We use a subset of COCO-2017's train and development images. The following script download COCO-2017's train and val sets images then put them into a single fodler trainval2017/
.
cd data/ # enter this folder
wget http://images.cocodataset.org/zips/train2017.zip
wget http://images.cocodataset.org/zips/val2017.zip
unzip train2017.zip && unzip val2017.zip
mv train2017 trainval2017 && mv val2017/* trainval2017 && rm -r val2017
Copy only relevant images to images/
.
mkdir images
python select_only_revlevant_images.py data_files/all_vsr_validated_data.jsonl/ trainval2017/ images/
Alternatively, you could also download the used images from dropbox here and put them under the images/
folder.
An overview of the splits/
folder:
splits
├── create_random_splits.py
├── create_sample_efficiency_train_splits.py
├── create_zeroshot_splits.py
├── random
│ ├── dev.jsonl
│ ├── test.jsonl
│ └── train.jsonl
└── zeroshot
├── dev.jsonl
├── test.jsonl
└── train.jsonl
splits/random
and splits/zeroshot
contain the train and zeroshot splits data in jsonl
format. splits/create_random_splits.py
and splits/create_zeroshot_splits.py
are the scripts used to create them. splits/create_sample_efficiency_train_splits.py
is for creating sample efficiency training files (100-shot, 10%, 25%, 50%, 75% of all training data). Read the code and you will see that they are quite self-explanatory.
You could also access the jsonl file through huggingface datasets [🤗vsr_random] & [🤗vsr_zeroshot]:
from datasets import load_dataset
data_files = {"train": "train.jsonl", "dev": "dev.jsonl", "test": "test.jsonl"}
vsr_dataset_random = load_dataset("cambridgeltl/vsr_random", data_files=data_files)

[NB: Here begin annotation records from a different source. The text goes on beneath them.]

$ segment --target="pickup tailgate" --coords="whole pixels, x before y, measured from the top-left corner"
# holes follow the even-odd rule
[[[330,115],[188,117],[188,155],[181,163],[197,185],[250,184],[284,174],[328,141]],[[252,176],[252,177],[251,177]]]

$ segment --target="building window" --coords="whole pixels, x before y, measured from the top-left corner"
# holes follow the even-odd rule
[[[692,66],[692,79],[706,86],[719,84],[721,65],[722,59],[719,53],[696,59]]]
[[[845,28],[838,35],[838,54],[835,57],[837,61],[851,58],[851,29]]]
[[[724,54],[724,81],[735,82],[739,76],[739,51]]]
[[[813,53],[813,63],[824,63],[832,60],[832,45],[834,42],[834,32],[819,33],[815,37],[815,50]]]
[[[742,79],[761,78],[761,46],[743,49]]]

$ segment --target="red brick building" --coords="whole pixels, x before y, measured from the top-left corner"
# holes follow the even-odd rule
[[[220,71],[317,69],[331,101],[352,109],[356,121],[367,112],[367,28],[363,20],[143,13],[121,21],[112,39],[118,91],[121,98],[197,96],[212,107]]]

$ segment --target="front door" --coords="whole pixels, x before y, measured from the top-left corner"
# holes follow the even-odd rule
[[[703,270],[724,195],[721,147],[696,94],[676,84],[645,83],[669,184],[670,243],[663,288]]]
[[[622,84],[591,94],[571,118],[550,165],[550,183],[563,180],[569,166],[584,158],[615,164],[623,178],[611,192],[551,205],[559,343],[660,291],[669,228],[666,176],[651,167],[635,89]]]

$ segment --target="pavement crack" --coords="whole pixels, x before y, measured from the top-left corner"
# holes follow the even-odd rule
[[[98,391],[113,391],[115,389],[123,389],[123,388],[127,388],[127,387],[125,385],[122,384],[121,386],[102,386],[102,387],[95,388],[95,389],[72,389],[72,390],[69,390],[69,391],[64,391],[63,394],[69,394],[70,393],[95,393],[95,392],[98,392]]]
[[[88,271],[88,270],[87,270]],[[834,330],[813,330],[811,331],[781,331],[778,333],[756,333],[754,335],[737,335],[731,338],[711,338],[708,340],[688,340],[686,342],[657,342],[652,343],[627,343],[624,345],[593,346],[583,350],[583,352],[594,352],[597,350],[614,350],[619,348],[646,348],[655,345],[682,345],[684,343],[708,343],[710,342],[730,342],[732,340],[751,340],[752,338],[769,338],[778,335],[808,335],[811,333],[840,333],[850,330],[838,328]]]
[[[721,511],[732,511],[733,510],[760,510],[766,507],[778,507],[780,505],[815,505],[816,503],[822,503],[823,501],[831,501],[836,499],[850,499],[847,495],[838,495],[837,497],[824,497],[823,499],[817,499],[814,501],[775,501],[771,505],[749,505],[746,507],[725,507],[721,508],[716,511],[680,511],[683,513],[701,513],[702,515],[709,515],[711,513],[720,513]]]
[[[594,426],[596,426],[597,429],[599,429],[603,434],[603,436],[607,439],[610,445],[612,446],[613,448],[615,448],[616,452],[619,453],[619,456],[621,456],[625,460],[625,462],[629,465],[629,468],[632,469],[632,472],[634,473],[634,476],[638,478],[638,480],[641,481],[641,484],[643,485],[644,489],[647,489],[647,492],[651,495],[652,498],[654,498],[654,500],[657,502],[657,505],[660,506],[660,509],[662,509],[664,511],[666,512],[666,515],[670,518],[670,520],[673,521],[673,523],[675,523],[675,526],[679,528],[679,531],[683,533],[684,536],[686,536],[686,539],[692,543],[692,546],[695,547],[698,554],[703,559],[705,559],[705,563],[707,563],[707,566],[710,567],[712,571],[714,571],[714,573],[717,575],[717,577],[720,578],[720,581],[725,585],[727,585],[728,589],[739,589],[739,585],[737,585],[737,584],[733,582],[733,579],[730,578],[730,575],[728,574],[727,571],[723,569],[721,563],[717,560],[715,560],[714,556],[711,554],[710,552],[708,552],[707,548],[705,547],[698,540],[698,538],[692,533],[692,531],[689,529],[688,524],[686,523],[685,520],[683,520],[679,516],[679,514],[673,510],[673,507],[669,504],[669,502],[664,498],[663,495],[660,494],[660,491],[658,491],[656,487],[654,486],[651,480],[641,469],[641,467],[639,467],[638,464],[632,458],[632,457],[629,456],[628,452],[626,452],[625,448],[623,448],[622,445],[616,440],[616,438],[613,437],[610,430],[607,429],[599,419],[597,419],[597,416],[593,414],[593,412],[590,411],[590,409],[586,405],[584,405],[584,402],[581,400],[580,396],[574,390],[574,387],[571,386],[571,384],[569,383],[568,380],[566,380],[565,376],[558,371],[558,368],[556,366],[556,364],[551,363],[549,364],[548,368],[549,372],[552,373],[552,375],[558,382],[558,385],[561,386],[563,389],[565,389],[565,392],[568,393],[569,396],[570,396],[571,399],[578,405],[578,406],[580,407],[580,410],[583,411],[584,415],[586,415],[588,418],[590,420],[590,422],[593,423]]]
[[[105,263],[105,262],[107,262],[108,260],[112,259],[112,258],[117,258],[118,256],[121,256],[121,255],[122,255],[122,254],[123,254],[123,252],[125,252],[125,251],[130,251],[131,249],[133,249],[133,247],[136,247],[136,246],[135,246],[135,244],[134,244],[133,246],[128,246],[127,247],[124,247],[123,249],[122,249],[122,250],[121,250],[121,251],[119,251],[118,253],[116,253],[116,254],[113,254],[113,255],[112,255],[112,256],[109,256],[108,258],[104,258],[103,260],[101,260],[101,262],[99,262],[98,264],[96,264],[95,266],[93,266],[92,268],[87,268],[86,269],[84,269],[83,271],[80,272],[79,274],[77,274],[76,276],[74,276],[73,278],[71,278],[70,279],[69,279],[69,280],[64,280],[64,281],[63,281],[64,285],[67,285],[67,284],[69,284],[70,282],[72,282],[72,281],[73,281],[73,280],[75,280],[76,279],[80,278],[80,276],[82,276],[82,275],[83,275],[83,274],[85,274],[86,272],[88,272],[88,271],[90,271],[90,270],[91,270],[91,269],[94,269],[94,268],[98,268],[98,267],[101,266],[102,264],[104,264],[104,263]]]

vsr_dataset_zeroshot= load_dataset("cambridgeltl/vsr_zeroshot", data_files=data_files)
Each jsonl
file is of the following format:
{"image": "000000050403.jpg", "image_link": "http://images.cocodataset.org/train2017/000000050403.jpg", "caption": "The teddy bear is in front of the person.", "label": 1, "relation": "in front of", "annotator_id": 31, "vote_true_validator_id": [2, 6], "vote_false_validator_id": []}
{"image": "000000401552.jpg", "image_link": "http://images.cocodataset.org/train2017/000000401552.jpg", "caption": "The umbrella is far away from the motorcycle.", "label": 0, "relation": "far away from", "annotator_id": 2, "vote_true_validator_id": [], "vote_false_validator_id": [2, 9, 1]}
{"..."}
Each line is an individual data point.
image
denotes name of the image in COCO and image_link
points to the image on the COCO server (so you can also access directly). caption
is self-explanatory. label
being 0
and 1
corresponds to False and True respectively. relation
records the spatial relation used. annotator_id
points to the annotator who originally wrote the caption. vote_true_validator_id
and vote_false_validator_id
are annotators who voted True or False in the second phase validation.
data_files/
contain the major data collected for creating VSR. data_files/all_vsr_raw_data.jsonl
contains all 12,809 raw data points and data_files/all_vsr_validated_data.jsonl
contains the 10,119 data points that passed the second-round validation (and is used for creating the random and zeroshot splits). data_files/meta_data.csv
contains meta data of annotators.